5 Dividend Stocks to Buy on Energy's Weakness

This handful of well-run companies can withstand energy price volatility and continue paying out dividends, says Morningstar's Josh Peters.

Jeremy Glaser: For Morningstar, I'm Jeremy Glaser. The prices of oil and energy shares have been under pressure recently. I'm joined today by Josh Peters. He is the editor of Morningstar DividendInvestor newsletter and also our director of equity income strategy. We're going to talk about if any opportunities have opened up.

Josh, thanks for joining me.

Josh Peters: Good to be here, Jeremy.

Glaser: Let's start with that fall in the price of crude oil. Can you talk a little bit about some of the factors that are driving that?

Peters: Well, this is really just good old-fashioned supply and demand at work. We've had a lot of supply growth for crude oil globally.
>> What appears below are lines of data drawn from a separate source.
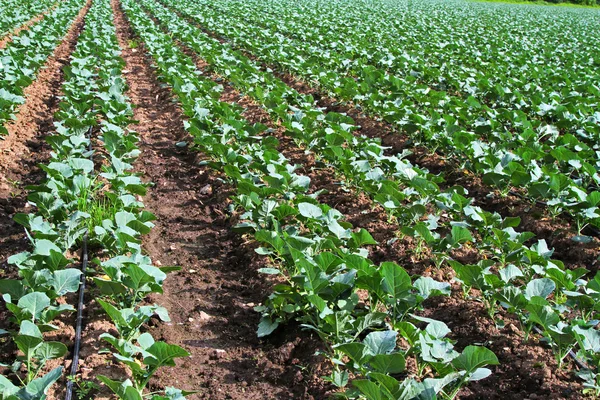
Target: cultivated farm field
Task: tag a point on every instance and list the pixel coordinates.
(299, 199)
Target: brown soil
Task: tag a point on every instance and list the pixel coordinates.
(20, 153)
(24, 147)
(8, 38)
(527, 370)
(210, 300)
(535, 218)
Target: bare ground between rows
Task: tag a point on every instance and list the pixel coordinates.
(6, 40)
(527, 369)
(23, 149)
(210, 300)
(556, 231)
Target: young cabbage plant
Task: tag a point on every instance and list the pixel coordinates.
(143, 360)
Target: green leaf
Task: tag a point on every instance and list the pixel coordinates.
(369, 389)
(51, 351)
(381, 342)
(395, 280)
(540, 287)
(474, 357)
(34, 303)
(38, 388)
(66, 281)
(388, 363)
(309, 210)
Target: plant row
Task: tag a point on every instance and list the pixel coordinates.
(24, 56)
(501, 248)
(90, 193)
(15, 13)
(319, 256)
(518, 127)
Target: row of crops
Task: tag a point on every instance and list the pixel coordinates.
(512, 100)
(87, 204)
(14, 13)
(518, 122)
(541, 144)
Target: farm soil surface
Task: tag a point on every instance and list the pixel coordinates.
(9, 37)
(25, 147)
(211, 299)
(528, 369)
(21, 151)
(557, 231)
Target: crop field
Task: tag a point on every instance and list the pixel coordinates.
(299, 199)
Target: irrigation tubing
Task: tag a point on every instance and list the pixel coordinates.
(79, 321)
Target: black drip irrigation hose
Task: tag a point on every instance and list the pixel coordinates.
(79, 321)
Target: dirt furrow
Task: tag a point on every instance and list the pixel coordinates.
(357, 207)
(211, 299)
(15, 32)
(557, 231)
(24, 147)
(20, 154)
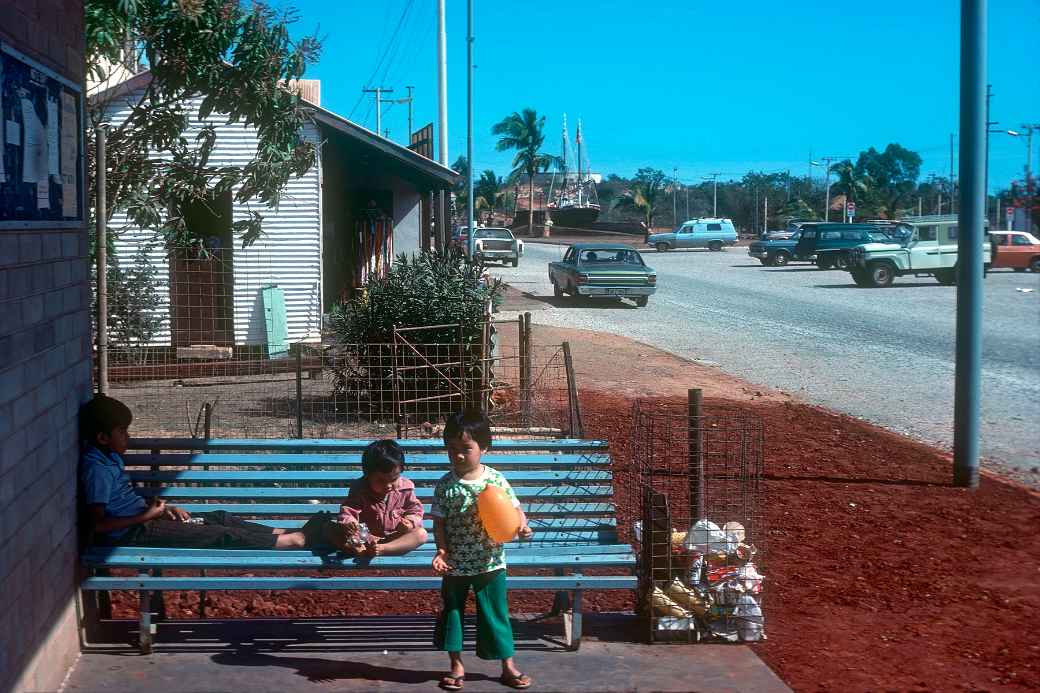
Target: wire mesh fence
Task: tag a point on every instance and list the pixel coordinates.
(700, 536)
(405, 388)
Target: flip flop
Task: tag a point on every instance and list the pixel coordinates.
(450, 683)
(518, 682)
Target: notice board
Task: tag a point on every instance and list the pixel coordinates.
(42, 143)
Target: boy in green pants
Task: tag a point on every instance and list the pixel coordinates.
(468, 558)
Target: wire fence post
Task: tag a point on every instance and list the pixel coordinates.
(300, 391)
(573, 409)
(696, 452)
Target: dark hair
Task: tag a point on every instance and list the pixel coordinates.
(469, 421)
(102, 414)
(385, 456)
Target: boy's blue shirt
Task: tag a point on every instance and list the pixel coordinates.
(104, 482)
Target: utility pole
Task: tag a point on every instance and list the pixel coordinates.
(469, 123)
(442, 122)
(675, 184)
(715, 193)
(967, 378)
(410, 99)
(379, 92)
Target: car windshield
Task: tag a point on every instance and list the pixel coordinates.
(493, 233)
(608, 256)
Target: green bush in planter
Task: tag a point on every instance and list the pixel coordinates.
(424, 289)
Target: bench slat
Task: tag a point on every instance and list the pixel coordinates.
(429, 477)
(308, 444)
(544, 525)
(331, 460)
(554, 583)
(559, 558)
(267, 492)
(102, 555)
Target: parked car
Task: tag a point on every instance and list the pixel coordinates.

Companies have been investing all over the world in countries to develop more production because of high prices over the last few years. That's what you expect high prices to do--provide that signal to produce more. We've had a lot of growth, especially here in North America. Our shale-oil boom is putting a lot of additional barrels into the global market. Now, we don't export really from the United States, but we're certainly importing a lot less. And it's a global commodity with a globally set price, so that's having an effect.

At the same time, the demand growth is just not there. Emerging markets have slowed a lot. Europe is just stuck in a funk. So, you're not getting a steady uptake of that incremental supply, and that means the price is coming lower.
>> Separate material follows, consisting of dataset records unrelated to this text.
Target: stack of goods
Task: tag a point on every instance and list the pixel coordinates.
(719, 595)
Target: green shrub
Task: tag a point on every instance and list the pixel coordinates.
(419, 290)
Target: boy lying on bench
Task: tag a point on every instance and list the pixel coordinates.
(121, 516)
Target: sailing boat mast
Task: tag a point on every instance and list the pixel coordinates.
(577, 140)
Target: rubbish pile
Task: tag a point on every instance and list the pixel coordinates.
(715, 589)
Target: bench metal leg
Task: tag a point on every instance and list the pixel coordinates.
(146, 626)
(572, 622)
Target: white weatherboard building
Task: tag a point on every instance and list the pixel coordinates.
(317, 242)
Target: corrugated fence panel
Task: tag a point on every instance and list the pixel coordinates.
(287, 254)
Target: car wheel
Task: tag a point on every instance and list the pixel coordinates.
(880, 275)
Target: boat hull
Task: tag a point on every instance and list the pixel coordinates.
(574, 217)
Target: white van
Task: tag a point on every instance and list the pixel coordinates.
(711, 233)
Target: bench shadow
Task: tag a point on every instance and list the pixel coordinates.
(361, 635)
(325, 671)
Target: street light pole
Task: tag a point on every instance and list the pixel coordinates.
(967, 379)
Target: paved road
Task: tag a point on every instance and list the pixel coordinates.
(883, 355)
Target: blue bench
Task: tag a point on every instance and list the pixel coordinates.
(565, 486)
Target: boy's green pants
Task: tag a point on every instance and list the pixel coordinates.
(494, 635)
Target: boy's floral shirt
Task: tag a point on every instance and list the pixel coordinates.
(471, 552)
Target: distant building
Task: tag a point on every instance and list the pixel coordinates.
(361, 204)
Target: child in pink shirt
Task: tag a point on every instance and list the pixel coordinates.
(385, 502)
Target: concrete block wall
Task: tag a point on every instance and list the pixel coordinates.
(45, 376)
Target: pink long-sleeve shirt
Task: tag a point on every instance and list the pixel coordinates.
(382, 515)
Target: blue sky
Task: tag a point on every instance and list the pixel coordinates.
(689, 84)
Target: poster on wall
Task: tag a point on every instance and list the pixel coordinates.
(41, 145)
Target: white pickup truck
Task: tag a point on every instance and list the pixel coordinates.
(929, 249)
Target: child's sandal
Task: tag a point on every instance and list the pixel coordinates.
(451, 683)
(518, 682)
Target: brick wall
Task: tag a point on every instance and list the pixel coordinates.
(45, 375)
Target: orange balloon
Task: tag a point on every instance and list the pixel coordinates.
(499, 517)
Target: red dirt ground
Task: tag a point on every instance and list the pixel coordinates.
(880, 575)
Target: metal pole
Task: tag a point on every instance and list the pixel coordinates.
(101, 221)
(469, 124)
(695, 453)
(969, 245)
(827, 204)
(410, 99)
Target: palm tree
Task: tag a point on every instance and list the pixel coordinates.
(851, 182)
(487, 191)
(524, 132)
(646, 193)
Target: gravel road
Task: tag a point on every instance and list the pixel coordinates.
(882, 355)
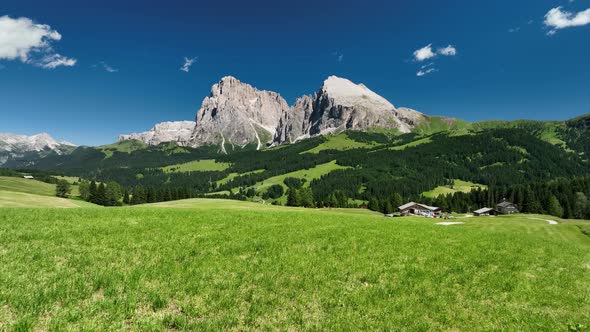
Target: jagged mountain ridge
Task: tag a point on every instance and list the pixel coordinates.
(236, 114)
(21, 146)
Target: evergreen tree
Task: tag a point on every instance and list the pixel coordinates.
(84, 189)
(63, 189)
(293, 197)
(580, 206)
(92, 192)
(397, 200)
(126, 200)
(306, 198)
(101, 195)
(387, 207)
(113, 194)
(374, 204)
(554, 207)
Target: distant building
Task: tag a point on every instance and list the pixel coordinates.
(418, 209)
(484, 212)
(507, 208)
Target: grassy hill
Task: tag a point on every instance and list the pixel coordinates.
(198, 166)
(19, 192)
(204, 266)
(457, 186)
(15, 184)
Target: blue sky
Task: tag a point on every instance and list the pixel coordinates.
(508, 63)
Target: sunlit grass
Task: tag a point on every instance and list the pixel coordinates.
(254, 267)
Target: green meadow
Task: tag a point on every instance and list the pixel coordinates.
(212, 265)
(198, 166)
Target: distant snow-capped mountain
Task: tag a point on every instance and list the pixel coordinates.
(21, 146)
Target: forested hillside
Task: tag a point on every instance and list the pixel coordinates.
(350, 168)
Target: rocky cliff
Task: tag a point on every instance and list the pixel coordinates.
(237, 114)
(19, 146)
(342, 105)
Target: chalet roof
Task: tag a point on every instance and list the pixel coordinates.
(409, 205)
(484, 210)
(506, 204)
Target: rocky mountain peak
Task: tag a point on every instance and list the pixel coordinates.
(16, 146)
(237, 114)
(346, 93)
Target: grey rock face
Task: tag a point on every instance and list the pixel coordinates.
(296, 123)
(342, 105)
(237, 114)
(19, 146)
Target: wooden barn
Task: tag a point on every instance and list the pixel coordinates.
(507, 208)
(484, 212)
(413, 208)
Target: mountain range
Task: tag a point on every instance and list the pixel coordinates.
(236, 115)
(31, 147)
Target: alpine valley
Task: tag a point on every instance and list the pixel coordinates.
(342, 146)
Glaser: What impact do these lower prices have on some of the energy firms that own, then?

Peters: It depends, first, on how long it might last. If you think oil is going to go down and keep going down and then stay down, then you've got some challenging economics. But that is really not what we think of as the most likely case because oil isn't getting cheaper or easier to find. And that high cost of discovering a marginal barrel of oil and extracting it and selling it is what we think will continue to support fairly high oil prices for many years into the future.

And in that context, you look at what Saudi Arabia has done, deciding not to curtail production in order to support the price but rather letting the price fall and trying to maintain its market share, that has the effect of curtailing investment and squeezing some of the higher-cost OPEC producers so that they can't invest. And it means you might wind up actually with higher average oil prices over the long run. But in any event, it's that price over the next five, 10, 20, or 50 years that I think you have to be thinking about when you're looking at these companies.

For the big players like Chevron (CVX) and Shell (RDS.A) and Exxon (XOM), they are definitely thinking long term; they are managing their businesses to deliver and pay big dividends and grow dividends over very long periods of time. They have lived through periods of oil-price volatility before. Frankly, oil has been more volatile historically than it's been over the last couple of years. So, people maybe are unfamiliar with the idea that you can have big moves, but certainly these big grownup companies are used to that.

They were able to continue paying and even raising their dividends through the last big downturn in oil prices during the Great Recession. I think that's pretty much what you're going to see through this bump in the road here again. And with that, especially Chevron, which I think of as being a very well-run company with a good production-growth story that will start here in a year or two and extend for maybe five years or longer. To be able to pick up this stock with a yield in the mid to high 3% range, I think that's pretty attractive.